What Happened at the Utah Site
The demonstration itself was modest by design. Engineers wired the Ward 250 reactor directly to the Blackwell chip and let it run just long enough to serve a simple website, a proof of concept rather than a production system. Valar Atomics and Nvidia also announced Wednesday that they will jointly explore how nuclear power might be paired with AI computing systems going forward, though neither company detailed a timeline or specific projects tied to that partnership.
The test builds on progress from last month, when the Ward 250 reactor reached what nuclear engineers call criticality, the point at which a fission reaction becomes self sustaining without needing an external trigger to keep it going. Reaching criticality is generally treated as a foundational step before a reactor can be considered for any real power generation role, and Valar's reactor cleared that bar only weeks before Wednesday's chip demonstration.

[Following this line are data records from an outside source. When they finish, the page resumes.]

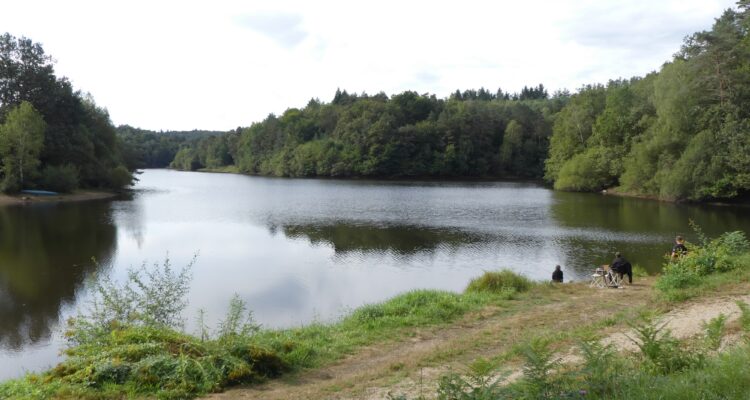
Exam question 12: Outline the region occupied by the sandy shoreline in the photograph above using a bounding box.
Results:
[0,190,118,206]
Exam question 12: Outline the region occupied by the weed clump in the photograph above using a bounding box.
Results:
[465,269,533,294]
[346,290,486,329]
[0,257,286,400]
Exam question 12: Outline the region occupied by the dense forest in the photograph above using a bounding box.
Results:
[2,4,747,201]
[546,4,750,201]
[169,4,749,202]
[0,34,133,193]
[117,125,228,169]
[171,86,565,178]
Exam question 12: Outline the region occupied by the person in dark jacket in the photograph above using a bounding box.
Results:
[671,236,688,259]
[611,252,632,284]
[552,265,563,283]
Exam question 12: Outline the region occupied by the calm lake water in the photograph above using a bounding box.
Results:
[1,169,749,379]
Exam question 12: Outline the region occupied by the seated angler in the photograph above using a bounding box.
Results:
[552,265,563,283]
[611,252,632,285]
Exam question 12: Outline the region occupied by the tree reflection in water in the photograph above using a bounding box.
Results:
[0,202,116,350]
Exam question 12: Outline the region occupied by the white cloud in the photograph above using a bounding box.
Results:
[0,0,737,130]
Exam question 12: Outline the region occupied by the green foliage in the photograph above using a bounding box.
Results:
[656,227,750,299]
[518,338,559,398]
[737,301,750,333]
[553,146,612,191]
[107,165,134,190]
[0,256,287,399]
[0,101,46,192]
[576,339,623,397]
[702,313,727,351]
[545,5,750,200]
[465,269,533,294]
[175,90,560,179]
[217,294,260,340]
[345,290,488,331]
[433,358,508,400]
[38,163,79,192]
[250,290,497,372]
[67,257,194,346]
[0,34,133,191]
[171,147,202,171]
[627,320,704,374]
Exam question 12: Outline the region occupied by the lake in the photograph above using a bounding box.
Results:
[1,169,749,380]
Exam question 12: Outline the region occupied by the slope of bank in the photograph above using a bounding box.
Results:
[206,277,750,400]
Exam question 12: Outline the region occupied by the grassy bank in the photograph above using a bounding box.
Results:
[0,263,530,399]
[1,230,748,399]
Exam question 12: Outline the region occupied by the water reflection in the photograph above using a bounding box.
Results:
[550,192,750,273]
[278,223,484,255]
[0,202,116,350]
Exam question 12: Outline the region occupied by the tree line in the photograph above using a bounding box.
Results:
[546,3,750,201]
[0,33,132,193]
[169,3,749,202]
[116,125,228,169]
[170,90,567,179]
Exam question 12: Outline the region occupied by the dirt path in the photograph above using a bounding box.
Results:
[207,282,656,400]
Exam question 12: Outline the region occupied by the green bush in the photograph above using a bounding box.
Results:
[656,229,750,296]
[38,164,79,193]
[465,270,533,294]
[628,320,704,374]
[108,165,134,189]
[0,256,289,399]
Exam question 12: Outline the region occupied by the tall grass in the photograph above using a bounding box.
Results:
[465,269,533,294]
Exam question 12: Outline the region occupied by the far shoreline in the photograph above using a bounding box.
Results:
[0,190,119,206]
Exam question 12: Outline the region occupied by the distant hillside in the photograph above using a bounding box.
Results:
[116,125,231,169]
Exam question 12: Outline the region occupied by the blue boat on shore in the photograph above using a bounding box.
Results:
[21,190,59,196]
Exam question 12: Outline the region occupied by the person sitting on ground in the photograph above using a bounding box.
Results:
[552,265,563,283]
[671,235,688,259]
[610,252,632,284]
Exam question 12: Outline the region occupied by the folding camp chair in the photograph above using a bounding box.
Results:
[589,265,621,288]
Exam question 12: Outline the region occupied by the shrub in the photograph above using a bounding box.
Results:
[656,227,750,296]
[465,270,532,294]
[655,265,701,291]
[0,255,289,399]
[108,165,134,189]
[67,257,194,346]
[577,339,624,397]
[432,358,509,400]
[38,164,79,193]
[627,320,704,374]
[702,313,727,351]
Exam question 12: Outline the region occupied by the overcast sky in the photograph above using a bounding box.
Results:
[0,0,738,131]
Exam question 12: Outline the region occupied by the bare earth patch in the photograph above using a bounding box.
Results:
[605,294,750,352]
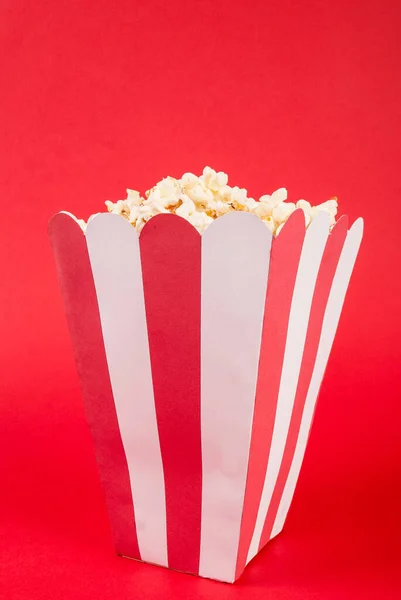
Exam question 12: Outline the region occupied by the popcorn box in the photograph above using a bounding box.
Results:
[49,208,363,583]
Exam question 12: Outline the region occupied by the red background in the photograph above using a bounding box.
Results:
[1,0,400,598]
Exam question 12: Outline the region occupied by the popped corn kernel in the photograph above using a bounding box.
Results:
[215,200,232,217]
[199,166,215,188]
[296,199,315,218]
[135,204,154,233]
[128,205,140,225]
[181,173,200,189]
[272,202,296,225]
[187,210,214,233]
[187,183,214,208]
[146,195,169,215]
[244,197,259,212]
[208,170,229,192]
[230,186,248,209]
[126,189,142,209]
[253,201,273,219]
[262,215,276,234]
[259,187,288,209]
[109,199,129,216]
[216,185,233,203]
[176,197,196,219]
[86,169,340,236]
[295,201,313,227]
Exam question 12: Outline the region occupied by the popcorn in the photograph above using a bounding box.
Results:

Why an AI Chip Needs a Reactor at All
The pairing reflects a broader problem across the AI industry: chips like Nvidia's Blackwell line consume enormous amounts of electricity, and data centers running them are straining power grids in various parts of the country. Nuclear power, generated around the clock regardless of weather, has become an attractive option for tech companies looking to secure steady electricity supplies for AI computing without relying entirely on the existing grid.
Valar Atomics is one of several companies racing to build what the industry calls advanced reactors, systems that use different fuels, coolants, or structural designs than the large light water reactors that have powered the US grid for decades. Proponents argue these newer designs can be smaller, safer, and cheaper to build. But the sector remains in an early, unproven phase: no advanced reactor design has yet received full commercial approval for operation in the United States, and Valar's demonstration, while notable, involved only a trickle of electricity rather than anything resembling grid scale output.
How Far This Is From Powering a Data Center
Turning a research milestone into a working power source for a data center is a very different challenge than lighting up a single chip for a few minutes. Regulatory approval, manufacturing at scale, and long term safety testing all remain ahead of Valar and its peers in the advanced nuclear space. The company has not said when, or whether, the Ward 250 design might reach a stage where it could reliably supply power to commercial AI infrastructure. For now, Wednesday's test stands as evidence that the concept can work in principle, even as the industry works out whether it can work in practice at any meaningful scale.